MEMORANDUM OF DECISION

DALY, District Judge.

Theodore Green, the petitioner in this habeas corpus action, was to be paroled from the Federal Correctional Institution in Danbury, Connecticut on September 7, 1977. He remains in prison today due to a series of administrative actions taken by prison officials and the United States Parole Commission following an altercation with members of the prison hospital staff on August. 8, 1977. This Court holds the federal correctional system’s response to the events of that day constitutionally inadequate, and therefore orders the petitioner released on parole as originally planned.

On the morning of August 8, 1977, petitioner awoke in the prison hospital, where *1051 he was undergoing treatment for a badly sprained ankle. Hoping to relieve the pain in that injured limb, he approached the pharmacy window to request his prescribed medication. The denial of his request precipitated an incident allegedly involving obscene language and physically threatening gestures on the part of the petitioner, and the exercise of some force by members of the hospital staff. A medical officer filed an incident report, and later that day the petitioner was placed in administrative detention to await the outcome of disciplinary proceedings.

Disciplinary hearings at F.C.I. Danbury are held on two levels. The Unit Disciplinary Committee (UDC) makes the initial determination of the inmate’s guilt, and applies minor sanctions. If it appears that major sanctions are required, i. e., segregation, withholding or forfeiture of statutory good-time, transfer to another institution, or a recommendation that the U. S. Parole Commission rescind or retard parole, the UDC must refer the case to the Institution Disciplinary Committee (IDC).
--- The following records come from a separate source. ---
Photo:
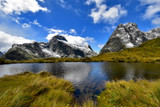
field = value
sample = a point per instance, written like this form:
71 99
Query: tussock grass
35 90
130 94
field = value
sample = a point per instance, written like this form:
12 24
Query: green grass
130 94
148 52
37 90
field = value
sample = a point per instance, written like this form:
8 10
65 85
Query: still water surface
88 78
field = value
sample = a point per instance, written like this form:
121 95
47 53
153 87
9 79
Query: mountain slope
148 52
58 46
128 36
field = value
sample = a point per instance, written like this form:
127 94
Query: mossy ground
130 94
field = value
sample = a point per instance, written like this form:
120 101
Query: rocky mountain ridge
128 36
1 54
58 47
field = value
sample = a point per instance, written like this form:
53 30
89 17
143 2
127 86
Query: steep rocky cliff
58 46
128 36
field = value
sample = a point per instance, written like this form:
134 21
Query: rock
128 36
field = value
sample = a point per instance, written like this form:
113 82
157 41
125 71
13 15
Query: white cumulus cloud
7 40
103 13
21 6
25 25
152 11
76 40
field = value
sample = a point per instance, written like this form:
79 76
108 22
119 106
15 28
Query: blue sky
93 20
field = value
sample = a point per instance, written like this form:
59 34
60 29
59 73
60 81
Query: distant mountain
58 46
128 36
1 54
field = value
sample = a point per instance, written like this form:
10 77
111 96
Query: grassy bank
130 94
148 52
37 90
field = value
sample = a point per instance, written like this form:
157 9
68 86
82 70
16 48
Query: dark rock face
56 47
128 36
1 54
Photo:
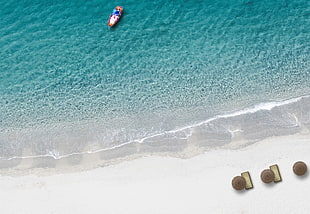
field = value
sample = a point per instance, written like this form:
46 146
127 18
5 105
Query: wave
247 126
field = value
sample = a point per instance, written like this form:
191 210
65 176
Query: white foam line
259 107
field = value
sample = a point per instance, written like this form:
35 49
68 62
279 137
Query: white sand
169 185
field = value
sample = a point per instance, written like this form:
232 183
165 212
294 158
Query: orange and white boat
115 16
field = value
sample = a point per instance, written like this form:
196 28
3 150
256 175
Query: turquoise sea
170 74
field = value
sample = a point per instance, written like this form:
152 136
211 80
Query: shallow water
68 84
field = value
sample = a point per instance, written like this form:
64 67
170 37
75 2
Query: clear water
69 84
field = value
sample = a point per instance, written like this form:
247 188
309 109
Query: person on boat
115 12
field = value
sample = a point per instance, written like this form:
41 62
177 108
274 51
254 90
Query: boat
115 16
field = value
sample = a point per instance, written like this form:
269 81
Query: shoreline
245 127
89 162
156 184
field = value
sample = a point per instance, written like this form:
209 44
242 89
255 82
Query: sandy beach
153 184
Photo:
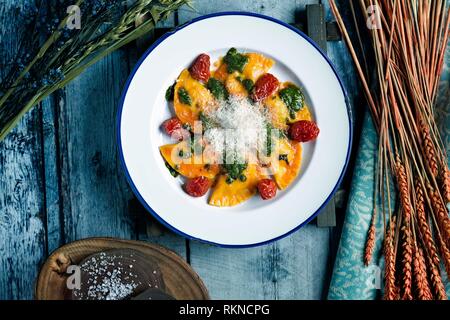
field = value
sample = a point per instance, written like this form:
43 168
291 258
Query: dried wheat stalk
408 51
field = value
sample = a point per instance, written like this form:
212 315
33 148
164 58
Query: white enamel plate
143 109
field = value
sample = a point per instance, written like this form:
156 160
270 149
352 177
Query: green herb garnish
187 126
217 89
235 171
184 96
293 98
235 61
172 171
283 157
170 92
207 122
248 84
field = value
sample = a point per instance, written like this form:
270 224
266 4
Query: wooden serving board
180 279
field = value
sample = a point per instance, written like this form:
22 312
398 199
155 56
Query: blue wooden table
60 180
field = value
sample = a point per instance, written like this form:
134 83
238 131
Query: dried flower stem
424 228
390 290
420 276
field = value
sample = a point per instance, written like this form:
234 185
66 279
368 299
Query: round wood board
181 281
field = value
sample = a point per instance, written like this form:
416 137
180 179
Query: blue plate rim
167 35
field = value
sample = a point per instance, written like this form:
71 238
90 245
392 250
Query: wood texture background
60 180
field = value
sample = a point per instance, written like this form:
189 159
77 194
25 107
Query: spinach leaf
184 96
235 61
172 171
217 89
283 157
248 84
235 171
170 92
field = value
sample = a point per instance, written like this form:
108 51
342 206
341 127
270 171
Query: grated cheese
238 130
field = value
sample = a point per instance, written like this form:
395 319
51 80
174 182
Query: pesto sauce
170 92
235 171
217 89
235 61
172 171
293 98
184 96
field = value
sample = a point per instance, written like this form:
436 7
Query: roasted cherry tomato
264 87
197 187
199 70
267 189
304 131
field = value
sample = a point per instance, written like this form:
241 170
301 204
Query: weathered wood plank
55 237
293 268
94 191
148 228
22 228
285 10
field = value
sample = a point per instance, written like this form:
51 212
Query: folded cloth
351 279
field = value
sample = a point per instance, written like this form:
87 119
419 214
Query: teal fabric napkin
351 279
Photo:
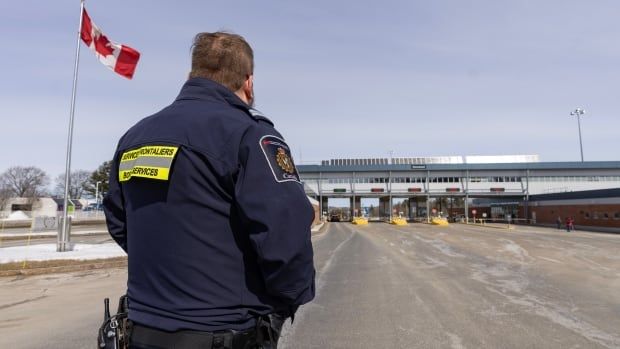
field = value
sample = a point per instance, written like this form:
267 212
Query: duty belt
149 338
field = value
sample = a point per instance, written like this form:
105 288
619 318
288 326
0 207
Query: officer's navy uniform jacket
205 199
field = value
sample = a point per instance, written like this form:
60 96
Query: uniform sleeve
272 203
114 208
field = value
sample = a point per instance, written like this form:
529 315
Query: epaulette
259 116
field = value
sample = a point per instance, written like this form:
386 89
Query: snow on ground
46 252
Bureau of Prisons Policy Statement 7400.5D(8) (July 7, 1975). On August 10, petitioner attended the UDC meeting. Finding him guilty as charged, the UDC referred his case to the IDC. At a “hearing” held on August 12, the IDC found the prisoner guilty of three prison violations, withdrew thirty days of statutory good-time, continued the special detention, and recommended that the prisoner be transferred. Petitioner was released from detention one week later. On August 30, the U. S. Parole Commission retarded the petitioner’s parole on the basis of the IDC report, and following a “rescission hearing” held on October 17 determined that the petitioner should remain in prison until the expiration of his sentence in the Fall of 1978.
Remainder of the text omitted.